One expandable card per eval. Each card shows three sub-sections:

  • Test case — the original prompt(s) and (where present) the counterfactual pair, ground truth, or figure pair from the dataset.
  • Model response — what the target model said.
  • Scoring — for rubric-scored categories (figure_treatment, issue_framing), a per-criterion breakdown with the judge's reasoning. For similarity-scored categories (policy_attribution, factual_accuracy), the raw similarity values and threshold.

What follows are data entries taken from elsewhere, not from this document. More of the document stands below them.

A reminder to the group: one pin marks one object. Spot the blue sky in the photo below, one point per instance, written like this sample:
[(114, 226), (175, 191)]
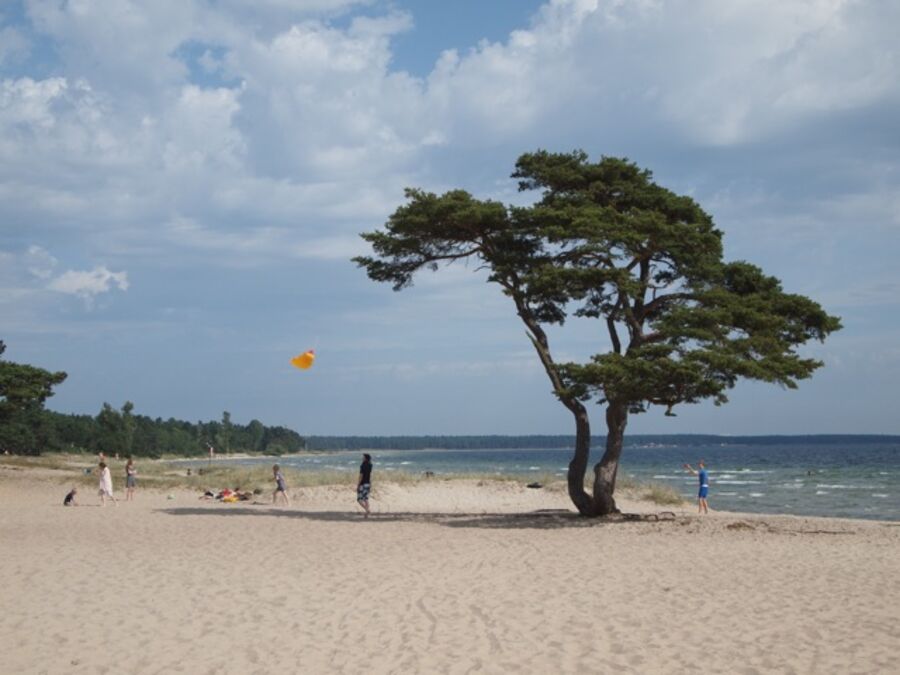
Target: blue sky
[(182, 184)]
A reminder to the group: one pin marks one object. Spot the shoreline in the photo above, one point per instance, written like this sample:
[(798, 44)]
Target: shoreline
[(70, 468), (449, 576)]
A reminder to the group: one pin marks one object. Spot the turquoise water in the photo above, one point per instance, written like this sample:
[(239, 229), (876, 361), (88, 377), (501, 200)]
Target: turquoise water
[(861, 480)]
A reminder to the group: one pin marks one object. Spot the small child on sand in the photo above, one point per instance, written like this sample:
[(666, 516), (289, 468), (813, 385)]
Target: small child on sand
[(280, 486)]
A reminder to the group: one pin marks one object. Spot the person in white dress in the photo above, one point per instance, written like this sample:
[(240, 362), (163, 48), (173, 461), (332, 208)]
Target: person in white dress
[(105, 486)]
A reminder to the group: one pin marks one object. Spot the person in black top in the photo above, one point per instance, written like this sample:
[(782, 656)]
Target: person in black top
[(365, 482), (70, 498)]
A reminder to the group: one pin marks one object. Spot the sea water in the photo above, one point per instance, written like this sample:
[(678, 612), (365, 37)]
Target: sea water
[(858, 480)]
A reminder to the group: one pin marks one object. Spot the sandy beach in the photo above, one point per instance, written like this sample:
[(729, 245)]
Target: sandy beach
[(446, 577)]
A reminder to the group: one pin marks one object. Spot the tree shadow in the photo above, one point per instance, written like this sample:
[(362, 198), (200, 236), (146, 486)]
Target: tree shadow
[(542, 520)]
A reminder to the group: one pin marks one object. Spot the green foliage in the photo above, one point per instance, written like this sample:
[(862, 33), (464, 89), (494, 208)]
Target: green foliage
[(605, 241), (23, 390)]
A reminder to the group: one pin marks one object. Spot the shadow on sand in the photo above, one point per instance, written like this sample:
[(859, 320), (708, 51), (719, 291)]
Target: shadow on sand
[(543, 520)]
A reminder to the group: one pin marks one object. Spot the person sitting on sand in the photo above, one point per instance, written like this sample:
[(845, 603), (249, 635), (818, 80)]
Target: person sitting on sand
[(364, 485), (280, 486), (105, 485), (702, 506), (70, 498)]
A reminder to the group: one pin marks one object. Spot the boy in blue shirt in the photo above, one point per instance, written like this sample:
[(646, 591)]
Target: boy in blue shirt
[(702, 506)]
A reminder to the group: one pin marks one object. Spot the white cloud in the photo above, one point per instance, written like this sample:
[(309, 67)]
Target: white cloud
[(89, 283), (39, 262)]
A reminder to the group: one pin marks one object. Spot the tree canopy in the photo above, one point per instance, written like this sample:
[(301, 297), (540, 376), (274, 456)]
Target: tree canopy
[(606, 242), (23, 390)]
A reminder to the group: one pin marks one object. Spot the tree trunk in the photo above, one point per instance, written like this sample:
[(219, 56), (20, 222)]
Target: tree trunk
[(578, 465), (606, 469)]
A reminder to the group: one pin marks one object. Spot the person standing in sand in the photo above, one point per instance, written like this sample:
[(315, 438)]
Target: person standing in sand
[(280, 487), (105, 486), (702, 506), (130, 480), (364, 485)]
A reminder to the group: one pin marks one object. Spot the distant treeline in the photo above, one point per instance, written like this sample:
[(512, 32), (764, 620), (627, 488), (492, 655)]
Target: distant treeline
[(524, 442), (124, 433)]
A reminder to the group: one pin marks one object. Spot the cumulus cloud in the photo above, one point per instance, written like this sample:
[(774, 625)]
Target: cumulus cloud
[(309, 129), (88, 284)]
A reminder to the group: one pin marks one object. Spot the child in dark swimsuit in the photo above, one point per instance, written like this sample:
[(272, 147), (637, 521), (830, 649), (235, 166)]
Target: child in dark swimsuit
[(70, 498)]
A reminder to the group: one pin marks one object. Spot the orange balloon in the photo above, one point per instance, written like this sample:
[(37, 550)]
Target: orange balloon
[(304, 360)]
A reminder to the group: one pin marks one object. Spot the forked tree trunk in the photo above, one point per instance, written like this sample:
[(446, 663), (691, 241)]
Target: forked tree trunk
[(578, 465), (607, 468)]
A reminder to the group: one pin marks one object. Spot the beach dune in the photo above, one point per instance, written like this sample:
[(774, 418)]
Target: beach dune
[(446, 577)]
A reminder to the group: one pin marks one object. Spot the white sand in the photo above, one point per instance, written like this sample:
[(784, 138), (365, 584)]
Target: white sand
[(446, 578)]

Provenance fields that don't fit in the header: full judge system prompt, rubric YAML hash, environment, and the exact CLI invocation that produced the run.

Leaderboard site

reval leaderboard build aggregates every directory under showcase/ that contains a results.json. The output is a self-contained public/ tree:

public/
├── index.html              # leaderboard table + sort/filter UI
├── models/
│   └── <slug>.html         # per-model detail page with radar chart
├── docs/                   # this docs tab (if docs are installed)
│   ├── index.html
│   └── <section>/<page>.html
├── reports/
│   └── <slug>.html         # per-run reports, regenerated against current dataset
├── data/
│   └── leaderboard.json    # raw rows for external consumers
└── assets/
    ├── tokens.css, style.css, docs.css, pygments.css
    └── radar.js

The leaderboard table is reactive — sorting and filtering happen client-side via Alpine.js. No server is required; you can serve public/ from any static host.

Previewing locally

# Build both leaderboard + docs
reval leaderboard build

# Serve
python -m http.server --directory public 8000

Common entry points:

  • http://localhost:8000/ — leaderboard index
  • http://localhost:8000/docs/ — this documentation tab
  • http://localhost:8000/models/<slug>.html — individual model page

Deploying

The leaderboard at revalbench.com is deployed via Cloudflare Pages, which auto-deploys on every push to master. No CF config files are checked in; Cloudflare handles the full rebuild on its side. If you're running your own deployment, public/ is a plain static directory — any host that can serve HTML + JSON will do.